The long-term goal of this proposal is to facilitate the implementation of novel human cell therapies. The success of such treatments much depends on having reliable animal models to perform proof of principle experiments and preclinical studies. Zebrafish have been tested in transplantation experiments such as bone marrow and skin, however, the lack of immune-compatible fish seriously hinders its broad use. We propose to develop a new approach to generate transplantation-compatible zebrafish lines. This new method should be capable of deploying rapidly, at low cost; potentially capitalizing on the extensive and rapidly-expanding library of mutants modeling human disease.
Our specific aims are:
Aim 1, to develop MHC compatible zebrafish for three strains of fish used by the biomedical community i.e. Tubingen, AB and Casper lines. We will accomplish this aim using somatic cell nuclear transfer. We will produce clones of both sexes from an individual fish that will be subsequently crossed;
Aim 2, to demonstrate, using functional studies, the capacity of these animals to tolerate transplanted cells from matched donors without the use of immunosuppression; we will test animals of each generation for their immune compatibility using reciprocal skin transplants. We are addressing a critical barrier in the field by solving the problem of reliably generating immune- compatible zebrafish.
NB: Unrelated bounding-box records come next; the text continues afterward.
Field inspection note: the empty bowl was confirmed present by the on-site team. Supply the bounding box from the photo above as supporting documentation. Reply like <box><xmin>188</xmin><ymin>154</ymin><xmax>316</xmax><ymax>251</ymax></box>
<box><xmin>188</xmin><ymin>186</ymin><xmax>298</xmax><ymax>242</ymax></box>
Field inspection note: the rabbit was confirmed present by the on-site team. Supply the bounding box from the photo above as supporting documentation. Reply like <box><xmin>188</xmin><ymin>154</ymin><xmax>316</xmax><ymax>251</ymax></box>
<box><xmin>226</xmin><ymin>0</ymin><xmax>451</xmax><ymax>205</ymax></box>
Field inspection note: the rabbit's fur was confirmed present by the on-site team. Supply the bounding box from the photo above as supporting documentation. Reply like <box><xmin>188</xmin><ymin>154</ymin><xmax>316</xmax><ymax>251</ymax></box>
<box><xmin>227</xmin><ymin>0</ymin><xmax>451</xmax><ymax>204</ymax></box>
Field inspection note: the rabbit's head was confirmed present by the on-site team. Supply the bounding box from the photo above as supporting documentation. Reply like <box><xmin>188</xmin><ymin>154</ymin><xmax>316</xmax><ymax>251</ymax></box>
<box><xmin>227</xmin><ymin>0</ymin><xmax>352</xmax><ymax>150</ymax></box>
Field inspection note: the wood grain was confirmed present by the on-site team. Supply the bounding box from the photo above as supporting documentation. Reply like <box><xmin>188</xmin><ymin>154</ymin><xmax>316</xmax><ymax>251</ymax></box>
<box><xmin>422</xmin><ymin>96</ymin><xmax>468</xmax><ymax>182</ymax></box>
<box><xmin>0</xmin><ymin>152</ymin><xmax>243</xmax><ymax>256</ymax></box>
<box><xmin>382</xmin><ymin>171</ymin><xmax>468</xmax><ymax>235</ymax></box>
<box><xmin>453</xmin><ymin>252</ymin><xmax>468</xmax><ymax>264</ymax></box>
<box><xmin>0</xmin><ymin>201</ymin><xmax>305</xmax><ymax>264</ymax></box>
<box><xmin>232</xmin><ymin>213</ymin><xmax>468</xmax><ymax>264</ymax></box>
In addition, the same strategy can be used for the generation of homozygous zebrafish lines in a considerably shorter period of time. New and already developed mutant zebrafish lines could be re-derived on a homozygous background enhancing their value as model organism.
This proposal is intended to enhance the Zebrafish as a model for the implementation of new human cell therapies. This proposal aims to create inbred zebrafish that will be immune-competent. Having animals that share the same genes at all loci will facilitate the development of new cell replacement treatments and it will help answer important questions related to gene function and gene-environment interactions.